Eric Hagen (Managing Director)

Yep. Hey, that's a good perspective. As far as running the portfolio, I mean, what do you guys feel like is the minimum level of liquidity you feel comfortable with having it at these spread levels? Like, how much do you feel comfortable with the head of the Fed cut versus, you know, like, a cut actually taking place. Do you feel like that would be a catalyst to carry more leverage, or is it potentially conditional on other factors?

Mark Tecotzky (Co-CIO)

You know, we mentioned in the prepared remarks that, you know, if you look at work on Bloomberg or whatever else, people are predicting cuts this year. I think when it, you know, if and when they actually happen, I do think that will be a catalyst for some incremental buying, so I do think that will be supportive. In terms of how we manage our cash, we don't. That is sort of sacrosanct, in that we're gonna manage our cash according to market stresses and according to, you know, the repo roll calendar. We won't change sort of the guardrails we have around minimum levels of cash as a function of, you know, what the Fed is gonna do.

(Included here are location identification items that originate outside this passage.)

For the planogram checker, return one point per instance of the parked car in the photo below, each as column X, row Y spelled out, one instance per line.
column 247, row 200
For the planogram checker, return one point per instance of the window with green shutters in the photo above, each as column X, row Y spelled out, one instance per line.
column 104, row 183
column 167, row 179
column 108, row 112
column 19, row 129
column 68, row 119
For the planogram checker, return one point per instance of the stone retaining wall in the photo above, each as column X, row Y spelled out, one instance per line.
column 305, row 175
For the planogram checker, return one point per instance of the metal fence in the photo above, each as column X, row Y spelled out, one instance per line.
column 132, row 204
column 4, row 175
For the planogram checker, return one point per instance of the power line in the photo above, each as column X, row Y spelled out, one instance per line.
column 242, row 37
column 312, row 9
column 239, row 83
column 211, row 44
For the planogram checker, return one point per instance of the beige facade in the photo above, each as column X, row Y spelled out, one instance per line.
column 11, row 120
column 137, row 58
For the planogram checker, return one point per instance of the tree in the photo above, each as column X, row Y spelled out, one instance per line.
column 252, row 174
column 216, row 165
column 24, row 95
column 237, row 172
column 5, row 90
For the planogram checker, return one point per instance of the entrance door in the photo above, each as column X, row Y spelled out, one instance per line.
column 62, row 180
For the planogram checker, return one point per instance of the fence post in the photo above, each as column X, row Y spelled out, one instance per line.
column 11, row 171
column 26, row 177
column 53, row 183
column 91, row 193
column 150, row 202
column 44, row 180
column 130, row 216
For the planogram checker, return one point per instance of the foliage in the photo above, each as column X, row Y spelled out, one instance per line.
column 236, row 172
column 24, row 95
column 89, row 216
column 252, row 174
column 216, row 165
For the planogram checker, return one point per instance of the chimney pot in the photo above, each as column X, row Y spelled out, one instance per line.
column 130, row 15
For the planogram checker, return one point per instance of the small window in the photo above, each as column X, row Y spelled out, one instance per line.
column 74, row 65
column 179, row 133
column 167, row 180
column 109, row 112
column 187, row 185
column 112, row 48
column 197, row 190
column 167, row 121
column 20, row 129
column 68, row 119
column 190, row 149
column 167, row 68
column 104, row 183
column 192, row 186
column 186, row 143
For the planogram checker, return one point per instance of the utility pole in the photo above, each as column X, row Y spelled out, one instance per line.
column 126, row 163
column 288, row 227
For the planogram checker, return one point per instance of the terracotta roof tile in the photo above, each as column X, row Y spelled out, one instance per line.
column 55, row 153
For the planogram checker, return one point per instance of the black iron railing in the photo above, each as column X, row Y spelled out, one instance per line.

That we just... That's how we run, you know, that's how we run EARN, that's how we run EFC, it's how we run private funds, that there's a certain amount of cash we're gonna keep on hand. And the way we determine that is, you know, it's sort of a, you know, it's a -- you know, it looks at the portfolio, it looks at the leverage, and looks at where things can go in a shock. And then with the agency stuff, you have to look at there's a calendar to it, so you get new factors, when the prepayments come out. So we got new factors yesterday.

Repo lenders did margin call you versus the lower balance, but you don't actually get that cash till the 25th, so there's a calendar component to it. But we have room to add leverage. We mentioned that in the prepared remarks, but it's not because we're gonna change the way we manage the cash. But I'd say sort of the way we manage the cash is something that we've been doing for a long time, and I think it's served us very well. Certainly served us extremely well in stresses, like during COVID. But away from that, EARN has plenty of liquidity to... You know, it's been putting, you know, more capital into CLOs we've spoken about, but it still has more room to leverage just the general pool strategy as well.

Eric Hagen (Managing Director)

Yep. Hey, thank you guys so much.

Mark Tecotzky (Co-CIO)

Thank you, Eric.

Operator (participant)

That was our final question for today. Thank you for participating in the Ellington Residential Mortgage REIT Fourth Quarter 2023 earnings conference call. You may disconnect your line at this time, and have a wonderful day.